SUCCESSFUL LANDING FOR THE SOYOUZ FUSEE

The Soyuz MS 11 rocket, currently the only means of transporting crews to the International Space Station (ISS), was successfully launched on Monday, 3 December, from the Baikonur Space Center in Kazakhstan.

It landed at 18:40 (Paris time) after taking off unhindered at 12:30, or 6:30 after the launch as planned. On board the crew of Expedition 58, composed of three astronauts:

David Saint-Jacques of the Canadian Space Agency, Ana McClain of NASA, and Russian cosmonaut Oleg Kononenko of Roscosmos. The three scientists took off for a six-and-a-half-month mission in orbit 400 kilometers above the Earth. The current crew of Sergei Prokopyev, Alexander Gerst and Serena Auñon-Chancellor are due back on December 20th.

This flight was a test for the Russian space industry, half a century after the beginning of the space conquest marked by the historic flight of Yuri Gagarin,

Indeed, on October 11, the rocket carrying the American Nick Hague and the Russian Alexey Ovitchinin had suffered a failure two minutes after takeoff. Added to this failure was another incident, namely the discovery of a leak in August on one of the Soyuz vessels stationed aboard the ISS.

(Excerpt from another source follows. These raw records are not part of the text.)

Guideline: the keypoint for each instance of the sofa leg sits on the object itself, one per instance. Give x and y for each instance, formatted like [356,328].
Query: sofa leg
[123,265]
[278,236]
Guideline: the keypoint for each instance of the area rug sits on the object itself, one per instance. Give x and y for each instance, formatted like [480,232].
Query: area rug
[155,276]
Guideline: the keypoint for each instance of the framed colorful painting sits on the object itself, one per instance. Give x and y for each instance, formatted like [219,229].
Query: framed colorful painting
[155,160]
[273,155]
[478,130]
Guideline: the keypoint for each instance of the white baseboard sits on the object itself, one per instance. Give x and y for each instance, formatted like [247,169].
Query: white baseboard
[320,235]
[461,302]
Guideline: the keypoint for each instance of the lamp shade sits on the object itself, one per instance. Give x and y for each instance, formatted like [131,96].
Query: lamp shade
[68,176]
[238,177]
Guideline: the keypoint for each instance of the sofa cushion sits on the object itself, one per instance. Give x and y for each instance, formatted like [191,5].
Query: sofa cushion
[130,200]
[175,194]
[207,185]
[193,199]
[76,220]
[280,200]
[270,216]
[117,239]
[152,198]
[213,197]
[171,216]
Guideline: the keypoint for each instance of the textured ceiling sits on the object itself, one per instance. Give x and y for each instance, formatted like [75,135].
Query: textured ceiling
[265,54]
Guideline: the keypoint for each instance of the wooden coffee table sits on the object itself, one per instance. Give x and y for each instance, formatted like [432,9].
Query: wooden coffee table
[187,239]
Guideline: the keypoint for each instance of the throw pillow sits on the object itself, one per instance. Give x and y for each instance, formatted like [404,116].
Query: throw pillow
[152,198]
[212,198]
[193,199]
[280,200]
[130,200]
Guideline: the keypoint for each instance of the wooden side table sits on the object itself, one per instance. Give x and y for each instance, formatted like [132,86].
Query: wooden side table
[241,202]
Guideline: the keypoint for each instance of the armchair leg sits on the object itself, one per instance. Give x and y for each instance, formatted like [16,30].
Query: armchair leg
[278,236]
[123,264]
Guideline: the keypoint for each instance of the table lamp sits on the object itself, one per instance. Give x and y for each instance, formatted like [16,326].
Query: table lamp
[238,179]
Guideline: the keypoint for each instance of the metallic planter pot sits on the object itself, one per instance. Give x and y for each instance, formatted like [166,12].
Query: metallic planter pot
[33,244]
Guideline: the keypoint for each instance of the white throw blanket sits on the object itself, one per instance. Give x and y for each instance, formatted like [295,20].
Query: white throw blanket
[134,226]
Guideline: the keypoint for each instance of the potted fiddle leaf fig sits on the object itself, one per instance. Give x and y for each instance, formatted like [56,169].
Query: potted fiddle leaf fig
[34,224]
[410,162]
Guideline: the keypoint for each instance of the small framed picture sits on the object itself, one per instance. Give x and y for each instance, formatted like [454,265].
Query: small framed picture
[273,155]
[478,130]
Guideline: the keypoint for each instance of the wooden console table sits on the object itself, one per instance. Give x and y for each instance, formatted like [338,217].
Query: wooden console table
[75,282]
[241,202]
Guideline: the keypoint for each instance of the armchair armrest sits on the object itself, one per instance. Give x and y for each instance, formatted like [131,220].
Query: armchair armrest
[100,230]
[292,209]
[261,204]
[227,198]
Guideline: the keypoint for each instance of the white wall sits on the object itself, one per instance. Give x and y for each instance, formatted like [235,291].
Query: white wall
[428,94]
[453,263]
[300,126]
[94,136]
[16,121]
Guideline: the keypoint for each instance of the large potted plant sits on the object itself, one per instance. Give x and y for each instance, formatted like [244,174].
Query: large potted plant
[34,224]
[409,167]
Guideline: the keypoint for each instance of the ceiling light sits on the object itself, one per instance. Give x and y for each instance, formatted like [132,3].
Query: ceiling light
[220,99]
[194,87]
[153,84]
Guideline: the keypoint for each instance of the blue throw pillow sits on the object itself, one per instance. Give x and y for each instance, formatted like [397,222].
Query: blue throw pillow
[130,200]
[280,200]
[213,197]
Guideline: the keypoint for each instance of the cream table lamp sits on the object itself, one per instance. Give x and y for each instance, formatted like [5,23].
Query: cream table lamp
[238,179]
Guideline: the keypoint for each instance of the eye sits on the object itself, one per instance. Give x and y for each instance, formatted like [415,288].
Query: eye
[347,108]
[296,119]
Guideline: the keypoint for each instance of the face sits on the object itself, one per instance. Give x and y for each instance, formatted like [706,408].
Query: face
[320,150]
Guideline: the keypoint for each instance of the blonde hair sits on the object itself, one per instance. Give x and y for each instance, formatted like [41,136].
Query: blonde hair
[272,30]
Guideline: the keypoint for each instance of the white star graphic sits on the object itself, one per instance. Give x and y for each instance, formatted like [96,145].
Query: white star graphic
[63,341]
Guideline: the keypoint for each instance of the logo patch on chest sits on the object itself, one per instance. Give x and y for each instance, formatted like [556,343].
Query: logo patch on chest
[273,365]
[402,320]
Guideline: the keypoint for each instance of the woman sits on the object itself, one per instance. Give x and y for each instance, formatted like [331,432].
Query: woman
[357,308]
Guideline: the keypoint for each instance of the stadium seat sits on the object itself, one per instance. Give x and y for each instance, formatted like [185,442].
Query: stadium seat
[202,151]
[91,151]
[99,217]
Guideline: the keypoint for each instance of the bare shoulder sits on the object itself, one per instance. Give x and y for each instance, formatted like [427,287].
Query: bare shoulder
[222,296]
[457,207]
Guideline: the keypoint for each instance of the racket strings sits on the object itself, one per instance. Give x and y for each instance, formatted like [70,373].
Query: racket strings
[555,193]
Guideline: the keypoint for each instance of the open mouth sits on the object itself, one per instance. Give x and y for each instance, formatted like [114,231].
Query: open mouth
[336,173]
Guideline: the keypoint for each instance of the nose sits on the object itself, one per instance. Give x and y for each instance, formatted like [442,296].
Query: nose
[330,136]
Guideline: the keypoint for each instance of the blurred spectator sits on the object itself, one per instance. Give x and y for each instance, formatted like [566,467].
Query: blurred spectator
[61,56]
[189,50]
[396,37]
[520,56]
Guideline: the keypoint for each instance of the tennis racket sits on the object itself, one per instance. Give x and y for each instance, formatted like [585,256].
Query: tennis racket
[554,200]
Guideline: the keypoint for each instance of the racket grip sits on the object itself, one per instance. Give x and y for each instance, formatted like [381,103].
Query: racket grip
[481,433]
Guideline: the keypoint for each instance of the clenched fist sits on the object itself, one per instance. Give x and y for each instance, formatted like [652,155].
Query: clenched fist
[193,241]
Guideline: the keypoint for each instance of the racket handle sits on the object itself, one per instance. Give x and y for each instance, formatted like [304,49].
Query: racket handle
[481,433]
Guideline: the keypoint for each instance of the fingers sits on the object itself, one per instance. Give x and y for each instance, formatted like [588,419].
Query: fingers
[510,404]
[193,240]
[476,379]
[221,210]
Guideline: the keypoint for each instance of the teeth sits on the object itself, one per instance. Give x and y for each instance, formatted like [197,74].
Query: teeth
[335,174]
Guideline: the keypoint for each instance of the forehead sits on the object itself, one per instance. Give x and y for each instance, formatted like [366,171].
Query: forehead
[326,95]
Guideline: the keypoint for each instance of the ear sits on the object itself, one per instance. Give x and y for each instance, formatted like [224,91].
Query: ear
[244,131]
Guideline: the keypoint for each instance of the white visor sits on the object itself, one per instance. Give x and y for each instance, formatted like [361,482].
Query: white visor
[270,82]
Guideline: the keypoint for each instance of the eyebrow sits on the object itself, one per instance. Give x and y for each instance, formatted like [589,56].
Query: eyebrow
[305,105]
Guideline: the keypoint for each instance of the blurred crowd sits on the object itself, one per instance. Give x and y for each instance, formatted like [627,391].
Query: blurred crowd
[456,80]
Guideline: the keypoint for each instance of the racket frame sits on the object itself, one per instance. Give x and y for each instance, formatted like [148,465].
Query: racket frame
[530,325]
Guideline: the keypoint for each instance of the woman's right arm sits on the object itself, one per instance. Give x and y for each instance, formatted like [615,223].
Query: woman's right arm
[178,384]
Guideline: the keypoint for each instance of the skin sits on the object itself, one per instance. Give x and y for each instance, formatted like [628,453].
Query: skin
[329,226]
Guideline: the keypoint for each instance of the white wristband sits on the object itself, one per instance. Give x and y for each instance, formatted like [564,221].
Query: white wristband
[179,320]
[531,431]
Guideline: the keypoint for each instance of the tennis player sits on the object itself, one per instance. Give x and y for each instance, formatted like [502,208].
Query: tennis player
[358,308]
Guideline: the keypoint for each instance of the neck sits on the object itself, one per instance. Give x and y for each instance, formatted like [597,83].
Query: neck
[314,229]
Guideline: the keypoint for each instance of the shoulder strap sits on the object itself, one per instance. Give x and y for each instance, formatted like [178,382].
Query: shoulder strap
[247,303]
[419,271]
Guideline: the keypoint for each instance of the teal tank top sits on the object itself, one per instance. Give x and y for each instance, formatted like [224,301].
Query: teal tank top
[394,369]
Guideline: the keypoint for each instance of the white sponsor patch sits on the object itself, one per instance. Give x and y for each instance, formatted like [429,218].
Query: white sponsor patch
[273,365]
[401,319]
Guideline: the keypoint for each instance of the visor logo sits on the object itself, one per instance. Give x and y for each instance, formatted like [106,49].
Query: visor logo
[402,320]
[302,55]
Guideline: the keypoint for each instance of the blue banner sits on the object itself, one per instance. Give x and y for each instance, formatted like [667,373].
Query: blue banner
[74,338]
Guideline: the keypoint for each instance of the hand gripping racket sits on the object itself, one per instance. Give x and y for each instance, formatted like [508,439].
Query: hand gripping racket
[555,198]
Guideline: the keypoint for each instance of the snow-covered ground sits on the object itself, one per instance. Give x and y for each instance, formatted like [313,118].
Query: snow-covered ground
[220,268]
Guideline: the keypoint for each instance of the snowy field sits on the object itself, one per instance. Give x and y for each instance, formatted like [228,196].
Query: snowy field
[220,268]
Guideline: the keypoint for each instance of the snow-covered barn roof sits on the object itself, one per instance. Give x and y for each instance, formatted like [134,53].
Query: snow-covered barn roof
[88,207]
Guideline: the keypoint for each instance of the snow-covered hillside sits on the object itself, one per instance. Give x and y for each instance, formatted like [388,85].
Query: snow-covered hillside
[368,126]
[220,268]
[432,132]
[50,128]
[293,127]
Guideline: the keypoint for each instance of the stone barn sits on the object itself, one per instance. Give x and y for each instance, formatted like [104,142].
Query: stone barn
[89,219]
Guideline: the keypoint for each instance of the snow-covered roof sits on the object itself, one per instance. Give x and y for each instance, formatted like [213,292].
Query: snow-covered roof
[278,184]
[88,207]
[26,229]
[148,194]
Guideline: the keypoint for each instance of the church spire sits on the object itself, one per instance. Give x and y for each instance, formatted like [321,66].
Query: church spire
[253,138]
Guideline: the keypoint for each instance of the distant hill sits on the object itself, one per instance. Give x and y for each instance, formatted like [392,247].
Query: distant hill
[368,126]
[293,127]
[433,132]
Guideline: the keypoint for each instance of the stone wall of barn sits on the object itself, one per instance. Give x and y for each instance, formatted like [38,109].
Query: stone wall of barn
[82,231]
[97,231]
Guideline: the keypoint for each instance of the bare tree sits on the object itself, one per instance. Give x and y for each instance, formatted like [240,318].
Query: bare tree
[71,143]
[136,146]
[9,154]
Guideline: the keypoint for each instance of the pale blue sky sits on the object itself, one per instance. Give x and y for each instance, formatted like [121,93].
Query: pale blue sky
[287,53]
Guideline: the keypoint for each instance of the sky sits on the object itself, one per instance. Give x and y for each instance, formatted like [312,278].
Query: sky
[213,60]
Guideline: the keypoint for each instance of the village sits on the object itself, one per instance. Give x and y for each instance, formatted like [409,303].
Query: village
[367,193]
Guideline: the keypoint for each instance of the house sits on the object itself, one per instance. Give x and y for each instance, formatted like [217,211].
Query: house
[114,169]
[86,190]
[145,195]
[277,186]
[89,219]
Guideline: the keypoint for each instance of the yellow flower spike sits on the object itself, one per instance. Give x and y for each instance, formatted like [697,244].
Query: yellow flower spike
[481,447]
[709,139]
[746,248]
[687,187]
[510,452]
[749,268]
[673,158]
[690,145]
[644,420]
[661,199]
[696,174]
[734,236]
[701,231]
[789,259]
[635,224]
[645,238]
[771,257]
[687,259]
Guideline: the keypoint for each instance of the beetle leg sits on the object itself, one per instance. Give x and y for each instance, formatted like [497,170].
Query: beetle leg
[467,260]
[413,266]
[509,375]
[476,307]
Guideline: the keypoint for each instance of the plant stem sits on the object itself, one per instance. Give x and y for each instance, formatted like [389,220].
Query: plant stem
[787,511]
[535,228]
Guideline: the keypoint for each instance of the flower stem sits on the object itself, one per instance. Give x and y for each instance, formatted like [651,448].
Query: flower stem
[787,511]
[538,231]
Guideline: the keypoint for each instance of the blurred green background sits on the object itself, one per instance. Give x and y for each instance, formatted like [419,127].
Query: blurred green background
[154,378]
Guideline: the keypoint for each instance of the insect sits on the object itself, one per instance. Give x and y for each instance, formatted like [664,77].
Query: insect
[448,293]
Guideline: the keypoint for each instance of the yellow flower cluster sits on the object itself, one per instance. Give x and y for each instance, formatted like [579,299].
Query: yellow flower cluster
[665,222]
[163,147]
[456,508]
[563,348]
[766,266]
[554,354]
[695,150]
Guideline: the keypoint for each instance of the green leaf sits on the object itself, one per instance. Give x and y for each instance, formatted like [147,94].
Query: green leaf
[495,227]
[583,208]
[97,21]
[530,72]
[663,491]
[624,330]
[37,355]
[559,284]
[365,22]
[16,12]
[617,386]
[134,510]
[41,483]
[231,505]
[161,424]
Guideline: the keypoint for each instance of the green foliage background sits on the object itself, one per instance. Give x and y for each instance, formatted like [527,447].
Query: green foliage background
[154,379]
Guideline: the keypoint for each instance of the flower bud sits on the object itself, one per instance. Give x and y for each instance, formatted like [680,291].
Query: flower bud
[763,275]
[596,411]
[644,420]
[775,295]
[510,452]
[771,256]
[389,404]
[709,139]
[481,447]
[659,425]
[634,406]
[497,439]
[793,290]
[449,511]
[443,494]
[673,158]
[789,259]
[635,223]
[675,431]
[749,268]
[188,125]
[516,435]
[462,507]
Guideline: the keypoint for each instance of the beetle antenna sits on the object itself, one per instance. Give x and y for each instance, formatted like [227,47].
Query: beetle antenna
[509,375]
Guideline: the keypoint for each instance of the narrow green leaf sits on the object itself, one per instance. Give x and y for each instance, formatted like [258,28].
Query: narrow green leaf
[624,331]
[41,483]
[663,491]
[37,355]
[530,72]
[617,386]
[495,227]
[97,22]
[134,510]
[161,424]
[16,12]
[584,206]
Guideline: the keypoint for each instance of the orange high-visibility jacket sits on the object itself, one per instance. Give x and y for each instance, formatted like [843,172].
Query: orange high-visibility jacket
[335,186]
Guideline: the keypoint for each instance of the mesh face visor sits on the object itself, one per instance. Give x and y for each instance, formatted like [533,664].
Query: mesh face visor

Although Soyuz remains one of the safest space programs in history, doubts have been expressed about the Russian space industry, which has been plagued by failures in recent years. In the United States, which has invested $ 100 billion in 28 years in the Space Station, NASA leaders and politicians are worried about their reliance on a single space transportation system.

Vladimir Vladimir Putin asked his agency in July "to drastically improve the quality and reliability of Russian spacecraft and launchers". Roscosmos is facing rising cost problems, insufficient technology and lack of skilled labor.

The Russian space industry is struggling to replace an aging workforce with young engineers and technicians with unattractive salaries. Added to this is corruption and embezzlement. Since 2014, 140 investigations have been opened following embezzlement around the construction of the Vostochny Cosmodrome.

If Russia had until then had the monopoly of these trips since 2011 and the shutdown of the American Space Shuttle, it should face in 2019 the competition of "space taxis" SpaceX and Boeing.